Food, drink and agriculture (the SPS agreement). Since Brexit, exporting food, animals or plants to the EU has meant Export Health Certificates at up to £200 each, phytosanitary certificates, and per-consignment inspection fees. For a small food producer, the paperwork alone can make European sales uneconomic. The SPS deal removes most of that certification burden for agreed product categories. In return, the UK aligns with EU food safety law on an ongoing basis - better export economics, but a new compliance obligation to manage.
Carbon Border Adjustment and emissions trading. The EU's CBAM effectively imposes a levy on imports from countries with weaker carbon pricing, and UK exporters of steel, aluminium, cement and similar products are directly in its sights. The bill creates the conditions for the UK and EU to link their emissions trading schemes - if that linkage completes, those exporters get a mutual exemption. The government puts £7 billion of UK exports at stake.
Electricity. A UK–EU electricity trading deal should reduce average energy prices and improve supply security - a bottom-line benefit for energy-intensive businesses.
What to do now:
The SPS agreement isn't expected to be in force until mid-2027, so the immediate steps are about preparation rather than compliance:
- if you export food or agricultural products to the EU, cost out what you currently spend on certification. The changes may open routes to market that haven't made commercial sense until now.
- if you're in a CBAM-affected sector, you need specialist advice on reporting obligations that apply right now - the exemption depends on a deal that hasn't completed yet.
- review any supply contracts with EU-facing compliance clauses. As the UK aligns wit EU Food law, contracts that reference specific certification requirements will need updating.

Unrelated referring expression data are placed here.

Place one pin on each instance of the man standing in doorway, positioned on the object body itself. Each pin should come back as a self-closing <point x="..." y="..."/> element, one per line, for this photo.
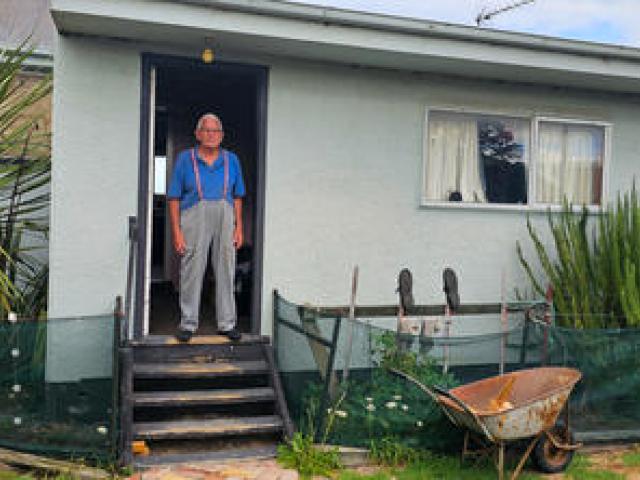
<point x="205" y="209"/>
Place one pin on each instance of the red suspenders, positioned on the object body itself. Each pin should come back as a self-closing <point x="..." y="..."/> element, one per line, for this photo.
<point x="196" y="171"/>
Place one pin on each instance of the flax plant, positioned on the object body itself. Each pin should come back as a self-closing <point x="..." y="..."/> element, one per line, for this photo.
<point x="595" y="268"/>
<point x="24" y="187"/>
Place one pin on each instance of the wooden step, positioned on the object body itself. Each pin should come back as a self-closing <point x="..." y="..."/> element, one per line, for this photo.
<point x="171" y="341"/>
<point x="223" y="455"/>
<point x="199" y="370"/>
<point x="207" y="428"/>
<point x="203" y="397"/>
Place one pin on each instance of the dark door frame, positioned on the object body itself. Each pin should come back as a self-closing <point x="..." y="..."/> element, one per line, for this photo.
<point x="149" y="61"/>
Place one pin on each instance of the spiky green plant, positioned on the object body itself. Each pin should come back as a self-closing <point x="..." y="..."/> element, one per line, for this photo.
<point x="24" y="188"/>
<point x="595" y="274"/>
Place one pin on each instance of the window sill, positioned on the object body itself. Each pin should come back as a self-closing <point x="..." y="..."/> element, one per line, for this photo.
<point x="503" y="207"/>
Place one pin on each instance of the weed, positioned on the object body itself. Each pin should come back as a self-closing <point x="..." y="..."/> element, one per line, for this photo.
<point x="390" y="451"/>
<point x="305" y="457"/>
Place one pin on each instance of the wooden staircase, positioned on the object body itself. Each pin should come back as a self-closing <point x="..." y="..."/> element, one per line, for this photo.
<point x="209" y="399"/>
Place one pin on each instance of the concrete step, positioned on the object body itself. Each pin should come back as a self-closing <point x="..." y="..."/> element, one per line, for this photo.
<point x="189" y="429"/>
<point x="203" y="397"/>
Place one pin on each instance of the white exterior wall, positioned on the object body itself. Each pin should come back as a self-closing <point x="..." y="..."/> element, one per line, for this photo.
<point x="94" y="190"/>
<point x="344" y="180"/>
<point x="343" y="183"/>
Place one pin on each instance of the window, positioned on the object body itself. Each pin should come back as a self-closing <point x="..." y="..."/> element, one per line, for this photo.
<point x="489" y="159"/>
<point x="570" y="160"/>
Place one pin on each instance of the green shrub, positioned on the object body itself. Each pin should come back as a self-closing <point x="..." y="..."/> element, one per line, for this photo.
<point x="594" y="272"/>
<point x="302" y="455"/>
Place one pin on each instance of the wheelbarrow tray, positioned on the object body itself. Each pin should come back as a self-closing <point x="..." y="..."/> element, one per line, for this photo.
<point x="513" y="406"/>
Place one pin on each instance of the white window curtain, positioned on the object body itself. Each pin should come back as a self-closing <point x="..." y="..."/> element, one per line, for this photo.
<point x="453" y="161"/>
<point x="569" y="163"/>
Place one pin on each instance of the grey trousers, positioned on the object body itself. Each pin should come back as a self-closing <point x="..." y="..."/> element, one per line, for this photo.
<point x="208" y="225"/>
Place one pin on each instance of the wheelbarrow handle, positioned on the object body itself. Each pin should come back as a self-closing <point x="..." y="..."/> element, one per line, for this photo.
<point x="434" y="391"/>
<point x="416" y="382"/>
<point x="465" y="408"/>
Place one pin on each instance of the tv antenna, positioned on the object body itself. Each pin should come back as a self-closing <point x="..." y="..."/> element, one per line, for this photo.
<point x="485" y="14"/>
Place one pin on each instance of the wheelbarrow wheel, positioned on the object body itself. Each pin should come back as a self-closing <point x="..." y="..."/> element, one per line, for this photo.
<point x="549" y="458"/>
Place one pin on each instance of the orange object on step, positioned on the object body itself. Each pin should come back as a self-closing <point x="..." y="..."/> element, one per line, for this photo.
<point x="139" y="447"/>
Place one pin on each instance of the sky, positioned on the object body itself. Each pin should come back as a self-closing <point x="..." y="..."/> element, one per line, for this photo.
<point x="604" y="21"/>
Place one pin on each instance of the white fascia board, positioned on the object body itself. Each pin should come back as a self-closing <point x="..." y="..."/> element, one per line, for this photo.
<point x="356" y="38"/>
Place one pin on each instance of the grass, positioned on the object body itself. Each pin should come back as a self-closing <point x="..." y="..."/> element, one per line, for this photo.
<point x="632" y="459"/>
<point x="435" y="468"/>
<point x="581" y="469"/>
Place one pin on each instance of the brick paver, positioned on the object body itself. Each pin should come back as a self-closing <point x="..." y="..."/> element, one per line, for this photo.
<point x="240" y="470"/>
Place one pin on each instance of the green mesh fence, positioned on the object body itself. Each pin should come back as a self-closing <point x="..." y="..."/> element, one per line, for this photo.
<point x="372" y="403"/>
<point x="57" y="391"/>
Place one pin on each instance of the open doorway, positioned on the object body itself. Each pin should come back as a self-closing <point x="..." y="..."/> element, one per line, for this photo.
<point x="181" y="91"/>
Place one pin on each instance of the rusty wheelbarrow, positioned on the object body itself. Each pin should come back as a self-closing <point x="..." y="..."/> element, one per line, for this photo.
<point x="516" y="406"/>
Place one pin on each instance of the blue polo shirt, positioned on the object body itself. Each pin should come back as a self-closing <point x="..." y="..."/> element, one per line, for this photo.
<point x="183" y="181"/>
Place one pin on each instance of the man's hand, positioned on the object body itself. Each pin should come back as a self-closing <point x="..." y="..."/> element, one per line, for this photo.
<point x="179" y="244"/>
<point x="237" y="237"/>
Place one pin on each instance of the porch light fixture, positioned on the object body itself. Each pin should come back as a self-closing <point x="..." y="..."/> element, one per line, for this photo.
<point x="207" y="52"/>
<point x="207" y="55"/>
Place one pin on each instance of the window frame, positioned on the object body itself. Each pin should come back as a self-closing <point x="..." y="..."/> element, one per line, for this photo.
<point x="534" y="121"/>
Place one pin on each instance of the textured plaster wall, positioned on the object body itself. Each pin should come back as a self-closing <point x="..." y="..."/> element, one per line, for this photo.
<point x="94" y="189"/>
<point x="344" y="179"/>
<point x="343" y="185"/>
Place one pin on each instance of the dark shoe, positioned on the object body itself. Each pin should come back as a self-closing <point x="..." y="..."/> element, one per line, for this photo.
<point x="405" y="289"/>
<point x="450" y="281"/>
<point x="183" y="335"/>
<point x="234" y="335"/>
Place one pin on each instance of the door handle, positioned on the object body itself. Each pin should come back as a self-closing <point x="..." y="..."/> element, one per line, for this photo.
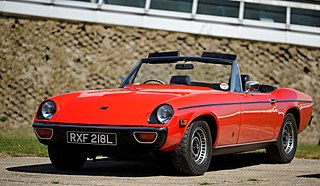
<point x="272" y="101"/>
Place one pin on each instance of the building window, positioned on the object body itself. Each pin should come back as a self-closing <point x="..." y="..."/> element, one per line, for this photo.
<point x="133" y="3"/>
<point x="262" y="12"/>
<point x="218" y="8"/>
<point x="89" y="1"/>
<point x="305" y="17"/>
<point x="172" y="5"/>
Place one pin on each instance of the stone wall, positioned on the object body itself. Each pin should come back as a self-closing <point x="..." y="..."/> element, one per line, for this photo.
<point x="42" y="58"/>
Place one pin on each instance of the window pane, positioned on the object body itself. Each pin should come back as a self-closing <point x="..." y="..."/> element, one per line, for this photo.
<point x="219" y="8"/>
<point x="134" y="3"/>
<point x="263" y="12"/>
<point x="305" y="17"/>
<point x="172" y="5"/>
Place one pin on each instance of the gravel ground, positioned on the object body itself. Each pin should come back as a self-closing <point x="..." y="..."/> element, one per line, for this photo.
<point x="242" y="169"/>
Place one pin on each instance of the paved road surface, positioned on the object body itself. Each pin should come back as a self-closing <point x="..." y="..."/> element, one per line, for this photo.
<point x="243" y="169"/>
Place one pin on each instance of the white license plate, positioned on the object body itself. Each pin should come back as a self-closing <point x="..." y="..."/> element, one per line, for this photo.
<point x="95" y="138"/>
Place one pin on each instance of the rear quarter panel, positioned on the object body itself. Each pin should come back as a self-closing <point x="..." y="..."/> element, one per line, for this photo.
<point x="190" y="107"/>
<point x="289" y="98"/>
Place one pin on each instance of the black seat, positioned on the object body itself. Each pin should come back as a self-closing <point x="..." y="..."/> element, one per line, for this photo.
<point x="244" y="79"/>
<point x="181" y="80"/>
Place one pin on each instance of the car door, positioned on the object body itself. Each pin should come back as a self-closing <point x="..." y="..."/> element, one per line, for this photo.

Financial services. The Enhancing Financial Services Bill consolidates the Payment Systems Regulator into the FCA, reforms the Senior Managers Regime and makes changes intended to free up more bank lending to SMEs. Gradual improvement for businesses raising debt finance.
Competition law. The Competition Reform Bill cuts CMA market reviews from potentially three years to 18–24 months in most cases and clarifies merger jurisdiction tests. Useful if your business is being acquired, or if you're competing against a dominant player.
Digital ID. The Digital Access to Services Bill builds the legal framework for digital identity verification. For SMEs in fintech, recruitment or online services, this should mean simpler, cheaper onboarding - alongside new obligations around how identity data is handled.
Cyber security. The Cyber Security and Resilience Bill updates obligations on digital service providers and managed service providers. If you supply IT or cloud services to regulated industries, expect new technical and reporting requirements to flow down through your contracts.